2006年1月に創設されたMedicare Part Dは、米国の医療保険制度に欠かせない処方薬保険です。2003年に制定された「Medicare Prescription Drug, Improvement, and Modernization Act(医療保険処方薬改善近代化法)」に基づき、加入者にさまざまな恩恵を提供しています。

Medicare Part Dとは何か?

Medicare Part Dは、従来のMedicare A・Bとは異なり、処方薬の保険(処方薬給付プログラム)です。収入や健康状態、過去の保険形態に関係なく、米国市民が処方薬のカバーを受けられるようになっています。

Medicare Part Dの加入資格は?

Medicare Part Aに加入している、または加入資格がある米国市民は誰でもMedicare Part Dに加入できます。さらに、Medicare Part Bに加入している方も自主的に本プログラムを利用可能です。なお、メディケイド(低所得者向け医療保険)受給者は、処方薬カバーのために自動的にMedicare Part Dに加入させられます。

Medicare Part Dでカバーされる薬は?

対象薬はインスリン、各種ワクチン、FDA(米国食品医薬品局)承認の処方薬です。

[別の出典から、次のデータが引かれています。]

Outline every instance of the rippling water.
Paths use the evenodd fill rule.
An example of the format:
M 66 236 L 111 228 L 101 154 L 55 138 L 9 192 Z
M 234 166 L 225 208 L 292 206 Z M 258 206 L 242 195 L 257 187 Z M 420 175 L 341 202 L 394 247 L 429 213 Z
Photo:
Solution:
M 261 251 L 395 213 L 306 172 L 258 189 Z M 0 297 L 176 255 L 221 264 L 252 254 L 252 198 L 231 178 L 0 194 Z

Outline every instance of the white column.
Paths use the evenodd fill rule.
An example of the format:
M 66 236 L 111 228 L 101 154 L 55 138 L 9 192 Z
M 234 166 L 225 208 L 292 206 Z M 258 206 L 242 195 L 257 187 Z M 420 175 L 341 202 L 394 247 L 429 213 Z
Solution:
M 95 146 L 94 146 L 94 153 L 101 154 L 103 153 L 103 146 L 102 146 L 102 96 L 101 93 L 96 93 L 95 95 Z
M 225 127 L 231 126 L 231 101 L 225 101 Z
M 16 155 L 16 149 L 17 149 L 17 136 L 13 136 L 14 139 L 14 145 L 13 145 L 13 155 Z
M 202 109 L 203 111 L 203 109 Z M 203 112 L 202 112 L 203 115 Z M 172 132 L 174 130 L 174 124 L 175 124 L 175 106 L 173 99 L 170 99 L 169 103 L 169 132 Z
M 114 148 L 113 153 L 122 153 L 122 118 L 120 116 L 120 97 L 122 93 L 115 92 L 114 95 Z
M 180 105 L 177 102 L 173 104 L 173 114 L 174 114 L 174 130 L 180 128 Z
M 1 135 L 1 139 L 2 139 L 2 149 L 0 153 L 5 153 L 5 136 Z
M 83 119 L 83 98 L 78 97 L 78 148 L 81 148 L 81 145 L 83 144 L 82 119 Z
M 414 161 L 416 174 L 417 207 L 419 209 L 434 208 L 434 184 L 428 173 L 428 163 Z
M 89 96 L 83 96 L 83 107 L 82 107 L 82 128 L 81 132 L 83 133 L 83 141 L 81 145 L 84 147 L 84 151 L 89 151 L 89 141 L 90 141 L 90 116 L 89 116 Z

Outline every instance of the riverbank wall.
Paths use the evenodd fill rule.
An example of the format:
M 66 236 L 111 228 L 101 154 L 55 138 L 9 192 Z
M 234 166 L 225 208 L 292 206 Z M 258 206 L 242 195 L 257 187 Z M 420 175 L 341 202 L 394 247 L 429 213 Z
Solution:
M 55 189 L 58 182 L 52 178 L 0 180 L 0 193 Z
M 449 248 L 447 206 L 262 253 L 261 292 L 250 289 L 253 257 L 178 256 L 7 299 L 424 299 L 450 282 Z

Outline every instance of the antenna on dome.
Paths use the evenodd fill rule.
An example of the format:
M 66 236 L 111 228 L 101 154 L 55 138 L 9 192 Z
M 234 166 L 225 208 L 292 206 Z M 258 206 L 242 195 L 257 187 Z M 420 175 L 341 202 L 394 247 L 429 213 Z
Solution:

インスリン注射に必要なアルコール綿、ガーゼ、針、シリンジなどの関連用品もカバー対象となります。ただし、加入するプランによっては一部薬が除外される場合があります。

Medicare Part Dで除外される薬は?

除外対象には、バルビツール系薬剤、一般用医薬品(OTC)、処方ビタミン・ミネラル(フッ化物や妊婦用ビタミンを除く)、ベンゾジアゼピン系薬剤、勃起不全・不妊・摂食障害・体重増減・美容目的の薬、風邪や咳、鼻づまりの緩和薬などが含まれます。

Medicare Part Dのメリットは?

Medicare Part Dは、薬局へのアクセスが容易で、ジェネリック薬とブランド薬の両方をカバーするプランが最低2種類以上選べます。さらに、介護施設に入所している受給者や、フルメディケイド受給者も対象です。何より、低所得者層にとって手頃な価格で処方薬を入手できる点が大きな利点です。